Die Schwergewichte der IT-Szene drängen in den lukrativen Wachstumsmarkt für Business-Intelligenc (BI)-Software und machen den Spezialanbietern das Leben schwer. Nachdem der BI-Markt schon in den vergangenen Jahren von zahlreichen Übernahmen geprägt war, könnte die nächste Konsolidierungswelle die Anbieterlandschaft erneut durcheinanderwirbeln. Waren es bisher die BI-Spezialisten, die durch Zukauf von kleineren Experten für Nischenanwendungen wie ETL, Data Cleansing, Reporting, OLAP oder Data Mining ihre Plattformen komplettiert haben, könnten sie selbst jetzt zu Übernahmekandidaten der Software-Riesen werden. Nicht nur die Hyperion-Übernahme durch Oracle belegt diesen Trend: Auch Microsoft, SAP, IBM und HP bauen ihre BI-Funktionen mit Volldampf aus.
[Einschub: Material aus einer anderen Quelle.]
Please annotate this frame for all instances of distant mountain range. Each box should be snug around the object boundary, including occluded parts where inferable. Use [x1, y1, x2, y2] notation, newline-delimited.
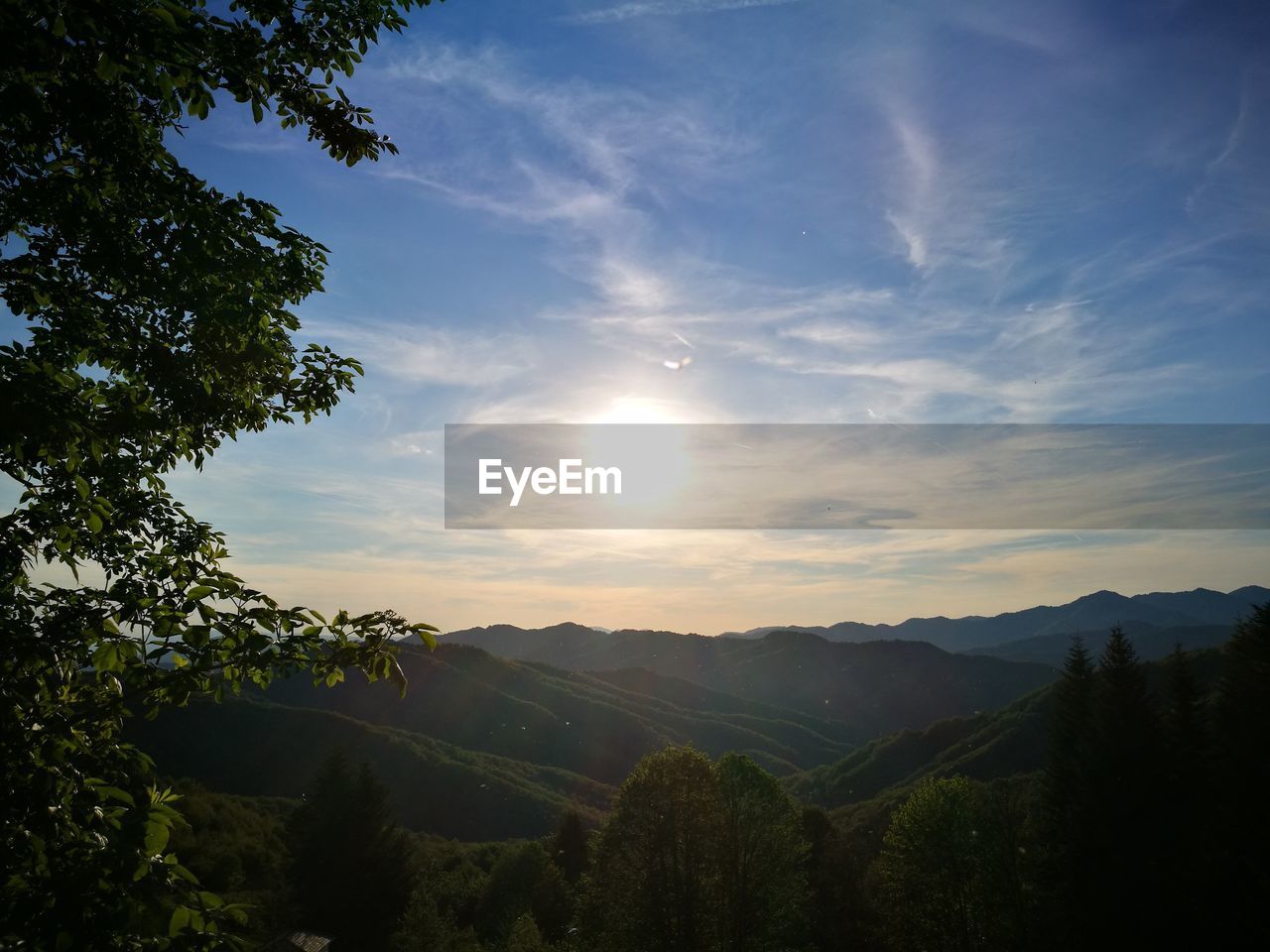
[444, 622, 1056, 743]
[964, 622, 1234, 667]
[128, 588, 1270, 840]
[726, 585, 1270, 652]
[251, 644, 852, 783]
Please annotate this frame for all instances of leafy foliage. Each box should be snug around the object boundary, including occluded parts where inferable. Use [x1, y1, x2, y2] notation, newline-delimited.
[0, 0, 432, 949]
[876, 776, 1036, 952]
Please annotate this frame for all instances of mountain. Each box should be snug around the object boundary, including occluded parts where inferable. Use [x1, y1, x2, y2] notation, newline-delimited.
[784, 649, 1221, 819]
[445, 625, 1056, 743]
[126, 698, 613, 840]
[254, 644, 852, 783]
[965, 622, 1234, 667]
[729, 585, 1270, 652]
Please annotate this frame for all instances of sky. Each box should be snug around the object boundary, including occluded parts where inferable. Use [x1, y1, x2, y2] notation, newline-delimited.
[40, 0, 1270, 634]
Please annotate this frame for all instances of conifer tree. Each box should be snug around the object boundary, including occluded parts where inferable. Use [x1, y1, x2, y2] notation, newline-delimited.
[552, 810, 590, 886]
[1161, 643, 1215, 946]
[1088, 626, 1170, 946]
[1216, 604, 1270, 942]
[287, 753, 413, 952]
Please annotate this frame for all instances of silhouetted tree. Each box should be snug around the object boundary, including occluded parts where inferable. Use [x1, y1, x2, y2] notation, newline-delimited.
[476, 843, 572, 946]
[1087, 626, 1169, 943]
[1044, 638, 1098, 943]
[1216, 604, 1270, 944]
[584, 747, 720, 952]
[875, 776, 1015, 952]
[507, 914, 548, 952]
[287, 753, 414, 952]
[1158, 644, 1215, 947]
[552, 810, 590, 886]
[713, 754, 808, 952]
[0, 0, 432, 949]
[802, 806, 875, 952]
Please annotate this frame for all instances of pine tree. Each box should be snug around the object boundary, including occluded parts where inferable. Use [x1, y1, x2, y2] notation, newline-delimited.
[713, 754, 808, 952]
[552, 810, 590, 886]
[1044, 638, 1097, 946]
[287, 753, 413, 952]
[583, 747, 720, 952]
[507, 914, 548, 952]
[1089, 626, 1170, 946]
[1161, 643, 1214, 947]
[1216, 604, 1270, 943]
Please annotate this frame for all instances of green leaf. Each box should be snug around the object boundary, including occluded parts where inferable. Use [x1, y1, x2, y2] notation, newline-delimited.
[168, 906, 190, 937]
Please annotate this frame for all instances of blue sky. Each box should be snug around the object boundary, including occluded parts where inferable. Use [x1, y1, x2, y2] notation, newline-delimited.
[35, 0, 1270, 634]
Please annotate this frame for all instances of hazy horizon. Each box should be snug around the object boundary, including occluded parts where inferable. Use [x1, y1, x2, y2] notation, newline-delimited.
[5, 0, 1270, 642]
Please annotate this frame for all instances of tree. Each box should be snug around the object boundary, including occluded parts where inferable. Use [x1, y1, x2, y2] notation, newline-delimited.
[1084, 626, 1170, 944]
[552, 810, 590, 886]
[287, 753, 413, 952]
[1161, 644, 1215, 947]
[0, 0, 442, 949]
[476, 843, 572, 946]
[875, 776, 1012, 952]
[507, 914, 548, 952]
[713, 754, 808, 952]
[1044, 636, 1099, 943]
[802, 806, 874, 952]
[1216, 604, 1270, 943]
[584, 747, 720, 952]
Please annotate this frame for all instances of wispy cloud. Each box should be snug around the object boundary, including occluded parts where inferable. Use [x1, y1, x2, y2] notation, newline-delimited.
[567, 0, 800, 24]
[314, 322, 537, 387]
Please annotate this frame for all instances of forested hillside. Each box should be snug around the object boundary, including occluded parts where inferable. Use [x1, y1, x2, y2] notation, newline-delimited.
[159, 608, 1270, 952]
[255, 644, 851, 783]
[444, 625, 1056, 743]
[721, 585, 1270, 652]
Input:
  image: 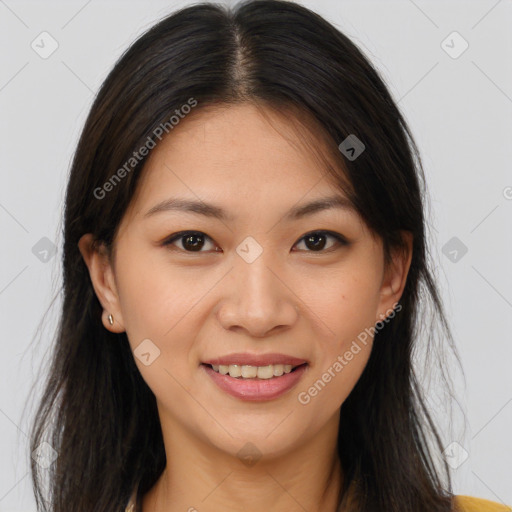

"Die Anzahl der Anbieter geht weiter zurück, und es gruppiert sich alles um die großen ERP-Anbieter herum", meint Rüdiger Spies, Independent Vice President Enterprise Applications beim Marktforscher IDC. Dabei werde es in Zukunft auch um die Integration unstrukturierter Daten gehen: "Oracle hatte schon vor Hyperion den Spezialisten für Dokumenten-Management Stellent übernommen. Microsoft ist mit dem Sharepoint-Server 2007 auf demselben Weg, HP hat eine eigene Mannschaft für BI-Services aufgebaut, und SAP ist mit dem eigenen Enterprise-Search-Produkt in dieser Richtung unterwegs", fasst Spies die Bewegungen auf dem Markt in der letzten Zeit zusammen.
"Das geht über die bisher in Data-Warehouse- und BI-Systemen erfassten Daten hinaus. Vor diesem Hintergrund bleibt es für mich eine Frage, wie lange die großen unabhängigen BI-Anbieter wie Cognos oder Business Objects ihre Unabhängigkeit noch bewahren können." Die BI-Spezialisten sind vor allem deshalb attraktiv für die großen Applikationsanbieter, weil sie schon lange über funktionstüchtige und erprobte Data-Warehouse-Plattformen verfügen.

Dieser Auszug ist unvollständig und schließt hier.